PPRuNe Forums - View Single Post - Asiana flight crash at San Francisco
View Single Post
Old 10th Jul 2013, 23:17
  #1550 (permalink)  
ramius315
 
Join Date: Jul 2011
Location: here and there
Posts: 82
Likes: 0
Received 0 Likes on 0 Posts
The A/T and G/S issues are almost red herrings. The A/T was doing exactly what it had been commanded to do. (if it was in FLCH.)

Can the same be said for the crew?

I fly the 777. Let me say that again - I fly the 777. It doesn't fly me.

On approach when the flaps are out of 'UP' my hands are on the thrust levers. They only leave there to make MCP changes. As most pilots would know, many times you have to override the T'Ls (eg in gusty conditions - although bugging up can fix that) to ensure they provide the commanded speed. More often for a decaying speed than for an increasing speed.

The 'issues' of automatics are not issues for anyone who does the job they have been employed to do - fly the jet.
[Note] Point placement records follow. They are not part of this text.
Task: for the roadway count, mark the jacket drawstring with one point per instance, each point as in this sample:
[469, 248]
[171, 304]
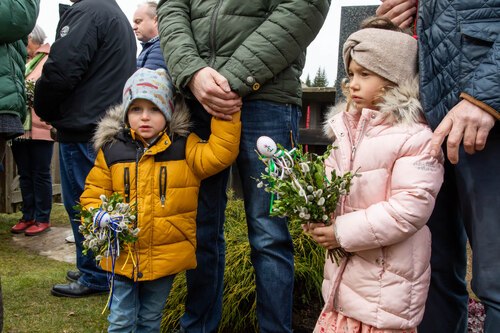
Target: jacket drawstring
[163, 184]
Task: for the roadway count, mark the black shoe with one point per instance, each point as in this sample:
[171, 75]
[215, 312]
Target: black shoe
[73, 276]
[75, 289]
Yes they can catch you out by commanding an undesired outcome - which is really due to lack of knowledge or understanding of the system, not because the automatics did something they weren't designed to do.

On approach a pilot is controlling configuration, attitude and speed to provide or ensure the correct flightpath. And among a million other things that means guarding and watching the thrust levers and commanded thrust. If the thrust and speed isn't being controlled then a pilot isn't flying the jet. The jet is flying them. The 'trap' of FLCH (and yes it is, although one must question why it was even being used at that stage of the approach) should not happen to somebody who is doing their job of flying the jet - ie ensuring the T/Ls are giving the correct thrust setting for the desired speed.

If a pilot can't fly a close to 3 degree approach in CAVOK conditions with light winds without a G/S then they shouldn't be flying a jet. That doesn't mean hand-flying (although they should be able to do it) but simply using the automatics to do it. There are enough ways to utilise the FMC to provide vertical path guidance that even a pilot with a poor external judgement of flightpath can use the system to show them where they are.

And, more importantly, if a pilot can't recognise and acknowledge that on a particular occasion due to whatever reasons (ATC, late configuring etc) they aren't on the correct profile and need to give it away for another try (it's happened to everyone) then they shouldn't be flying a jet.

So, if what has been reported so far is accurate, were these guys doing what they have been paid to do - fly the jet?

Last edited by ramius315; 10th Jul 2013 at 23:32.